Lyra did not stay in one place. She was rootless, the jetsam of another life, clay formed by heavy hands and crafted with thin puppet-strings to tie her to one city, one life, one place. She had been seventeen the last time she had stayed in Vegas this long, and the knowledge of it had threadlets in her blood, pulsed alongside her heart in the cavity-cradle of her ribs. There was nothing to it, it could be a decision as any other decision she made, dictated by whim but there was something under-the-bed nightmare about it, time spilling like sand through glass, clock-face smiling with the cobbled teeth of her father. She had stayed too long and it ticked over in the back of her head as she went to the one place in the city that felt like it could carve space between seconds, give her longer to think.

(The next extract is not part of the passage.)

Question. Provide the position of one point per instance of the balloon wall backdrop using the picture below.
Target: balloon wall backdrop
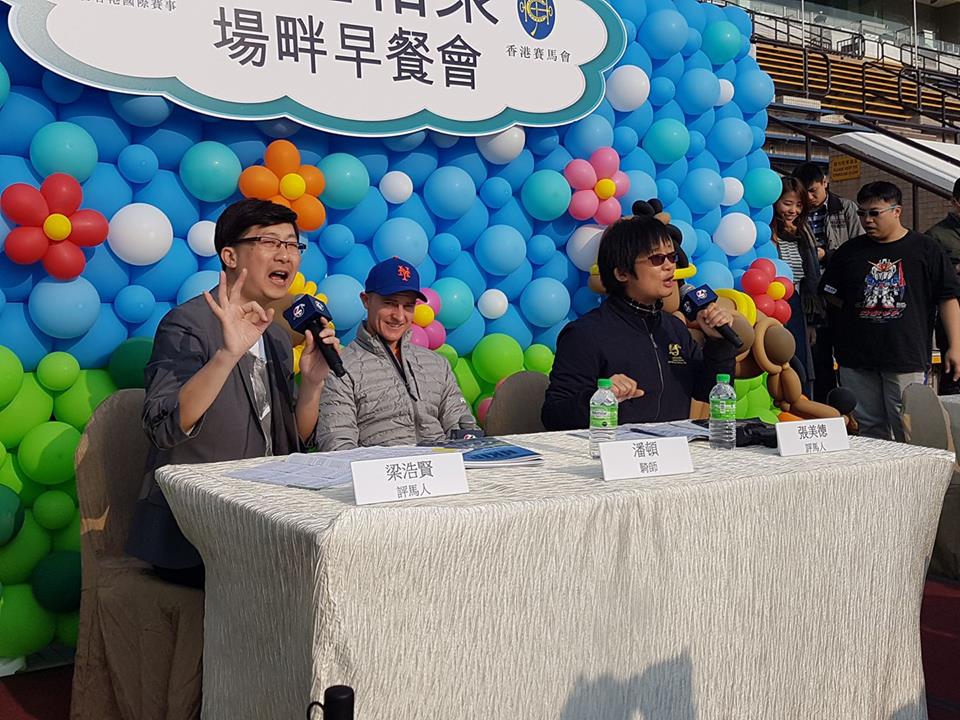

The Bellagio gardens had been her favorite for years. They were not taking in the view from the Pont Neuf and they weren’t the beaches of Java. They weren’t listening to the mournful wails of the street cats walking on the Roman streets in the dark but the smell was crisp and light and green and the flowers were thought through, regimented in their careful artlessness. She had begun as a small girl, with her hand threaded through that of a larger, older, silent presence who had shadowed her heels like a ghost as she grew older, and now she was herself, and she walked alone. She left behind the Vega which felt too full, cloying with another’s breath added to the haze, and she walked until the muscles behind her knees and in her calves burned.
She was a sharp-cut figure in all of it, black that dripped from the knife-blade of shoulders, the creamy pallor of indoor skin. She walked without predetermining a path which was best, and she let her thoughts unspool until the fear of it, the livid taste of too long mocking from the back of her tongue faded beneath the white-nothing of muscles and her own breathing and the soft scent of the gardens.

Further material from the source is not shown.